Sandwich by Tegan Moore

“That’s not a sandwich,” Elise said as her sister swung the refrigerator door open. “It’s a monster.”

“I know, right?” said Carissa. “It’s, like, huge.”

Elise craned her neck so she could get a better look at the thing as Carissa hefted the platter higher. “No,” Elise said. “It’s a monster. An actual monster. Wait, let me see it.”

With her free hand Carissa set a plastic shell of grapes on the counter, then two jam jars. “There’s too much junk in this fridge.”

“You’re not putting it in there?”

A Tupperware container of uncertain age and origin joined the jam and grapes. “We’re not eating dinner until Mom’s back at eight.” She slid the dish onto the vacant shelf.

Elise caught the fridge door as her older sister pushed it closed. “You can’t, it’s a monster. I’m serious.”

Carissa sighed the sigh of affected familial patience. “You’re always so negative,” she said. “That’s a monster, this is a monster. Remember when you said that envelope on Dad’s desk was a monster?”

“It was,” Elise said. “He just got rid of it before it hurt anyone.”

“Elise,” Carissa said, “monsters aren’t real. You’re crazy. There’s no way it’s a monster.” She pried her sister’s fingers from the door. “It’s just dinner.”

As the fridge swung closed, two tiny eyes poked out of the giant hoagie roll. As Elise saw them they squinted, in triumph or in intrigue.


It was hard to tell, with the monsters, what their objectives were. Just because Carissa had brought the monster home didn’t mean it was Carissa’s monster. It could be anyone’s. Elise sometimes had a sense about who the monsters belonged to, like with the envelope: that one had been for her mother, even though it arrived in Dad’s briefcase. Dad brought a lot of the monsters home, especially from business trips.

The monsters didn’t tell her this, or even do much at first. Elise just knew, and then did her best to trick or accident the monsters away. She seemed to be the only one who saw them, so they were her problem. It was a lot of responsibility for someone only just in junior high school.

Elise had a particularly bad feeling about this one in the fridge. She had no sense of who it belonged to, and that made its motivations seem even more diabolical. Maybe it didn’t care whose monster it was. Maybe it was for all of them.
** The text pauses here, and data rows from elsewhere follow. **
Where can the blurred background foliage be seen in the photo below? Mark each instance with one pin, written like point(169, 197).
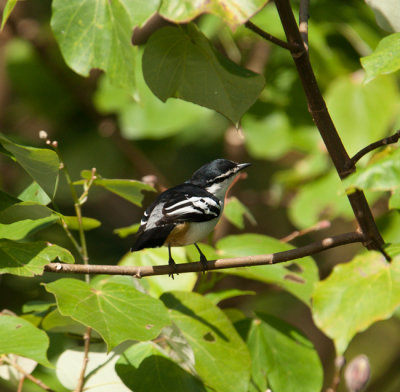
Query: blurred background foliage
point(131, 134)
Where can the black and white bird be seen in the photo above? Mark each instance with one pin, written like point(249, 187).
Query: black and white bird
point(186, 213)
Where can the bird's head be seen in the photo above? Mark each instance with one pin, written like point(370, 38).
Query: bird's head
point(216, 176)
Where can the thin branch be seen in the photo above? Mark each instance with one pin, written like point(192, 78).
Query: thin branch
point(303, 21)
point(268, 36)
point(35, 380)
point(247, 261)
point(81, 381)
point(383, 142)
point(298, 233)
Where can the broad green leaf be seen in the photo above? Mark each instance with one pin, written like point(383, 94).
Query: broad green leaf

Carissa disappeared upstairs and Elise heard the pipes whine as they fed the shower. Dad was in his office doing whatever he did in there that took so much time. Elise was alone with the monster, for now.

She needed to look at it.

She pulled a folding stool out of the pantry and set it up next to the fridge. From the top step, she pressed one hand against the freezer for leverage and slowly, carefully pulled the door open. Only a crack.

The fridge light snapped on. In the golden light the sandwich sat benign on its plate. Lettuce drooped around its base, framing pointy teeth of overlapped cheese slices and little tongues of tomato. It was a good-looking sandwich, a TV sandwich, if only it didn’t move so much. As Elise watched, it shifted on the plate like an itchy person trying to sleep. Though it wasn’t really the sandwich moving. It was what was inside the sandwich, stretched out along the mattress of bread. Elise could see slivers of purple-dark between the lettuce and pickles.
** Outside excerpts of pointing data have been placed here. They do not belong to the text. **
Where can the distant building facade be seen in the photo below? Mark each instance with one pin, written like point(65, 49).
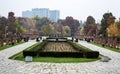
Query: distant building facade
point(42, 12)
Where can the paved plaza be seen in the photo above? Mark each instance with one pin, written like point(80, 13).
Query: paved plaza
point(8, 66)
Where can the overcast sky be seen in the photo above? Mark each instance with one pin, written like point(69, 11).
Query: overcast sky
point(79, 9)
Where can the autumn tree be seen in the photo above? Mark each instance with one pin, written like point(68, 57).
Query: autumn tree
point(41, 21)
point(48, 29)
point(114, 29)
point(107, 19)
point(90, 26)
point(72, 23)
point(66, 30)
Swirling beneath the fridge’s cooling hum Elise heard the sound of an ant army: millions of separate, impossibly tiny, furious sounds. She heard it because she knew what to listen for. She had a suspicious mind; a critic’s mind, or a scientist’s. Or a wet blanket’s, according to her mother. It didn’t matter what her family thought. Elise knew evil even when she saw it in a refrigerator.

The monster saw her, too. Elise could feel its tiny eyes on her, though they were tucked somewhere deep inside the bread.

This wasn’t going to be one of the easy ones, like the telephone monsters that you could just hang up on. Whatever this particular monster had planned, it was going to be awful.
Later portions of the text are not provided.